A family friend named Iesha Green agreed to drive to Taylorsville to pick up Carter and bring him to his hometown of Fayette, Mississippi, but he was not at the gas station where they were supposed to meet. Tiffany Carter reported him missing a few days later at both the Taylorsville Police Department and the Laurel Police Department.

“They did not help him. He asked for help, but they did not help him,” she said. “He did the right thing by asking, but they didn’t help him.”

“Because they failed to act, what we have is a Mississippi lynching,” said Crump. “A Mississippi lynching in 2022. America, you cannot turn your head away. We need the highest levels of law enforcement to administer justice for Rasheem Carter as if he was your child.”

The Mississippi Bureau of Investigation declined to comment on the open investigation and referred inquiries to the Smith County Sheriff’s Office.
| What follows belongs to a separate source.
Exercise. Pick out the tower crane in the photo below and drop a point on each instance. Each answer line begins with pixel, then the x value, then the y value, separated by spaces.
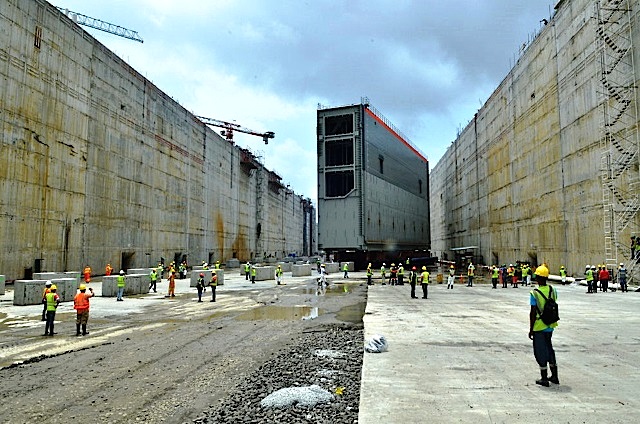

Smith County Sheriff Joel Houston told NBC News that his office was awaiting potential warrants to determine whether any devices pinged near the area where Carter’s remains were found at the same time he went missing.

Houston also said that Carter’s co-workers, including the ones whose names he gave his mother, have been ruled out as suspects after the authorities were able to confirm that when Carter was last seen alive, their phones were almost 100 miles away from Taylorsville at another job site. Houston said they confirmed their whereabouts through phone records and GPS.

Houston added that Carter’s co-workers noted his demeanor during their interviews with authorities.

“They said his whole demeanor had changed. They weren’t sure what was going on. They just said he kept to himself more. He usually joked around, and in the last week or so they weren’t able to do that.”

His mother said that Carter was lucid during their phone calls and said he had no history of mental illness. “I just know what my son told me,” she said. “I don’t believe anything they say. It’s lies after lies.”

The family says that they were told Carter may have been decapitated by wild animals following his death, according to his cousin, Yokena Anderson.

“He was in so many different pieces,” said Anderson. “They wanted to tell us that he went there and fell dead and the animals were feeding off him.”

The medical examiner ruled that Carter’s cause and manner of death are undetermined while noting that the conditions of the remains during the autopsy made determining the timing of the injuries difficult. The report also noted that the remains indicated signs of animal activity, which also complicated determining the manner of death.

Carter was last seen in the woods on Oct. 2 after 4:30 p.m. on a private landowner’s game camera for hunting. Houston claimed that Carter was the only person seen on the footage and that it took two weeks to search several hundred acres with cadaver dogs after receiving the footage in mid-October. The authorities found Carter’s bank cards, a driver’s license, a vape and a phone charger and some cash in his blue jeans near his remains, but never found his phone.  

Co-counsel Carlos Moore said at the press conference that Carter was chased and killed by a group of white supremacists. “He was dutifully and gainfully employed, just trying to make a living for his young child, and ends up dead,” said Moore. “Chased by what we believe to be a white supremacist, a lynch mob.”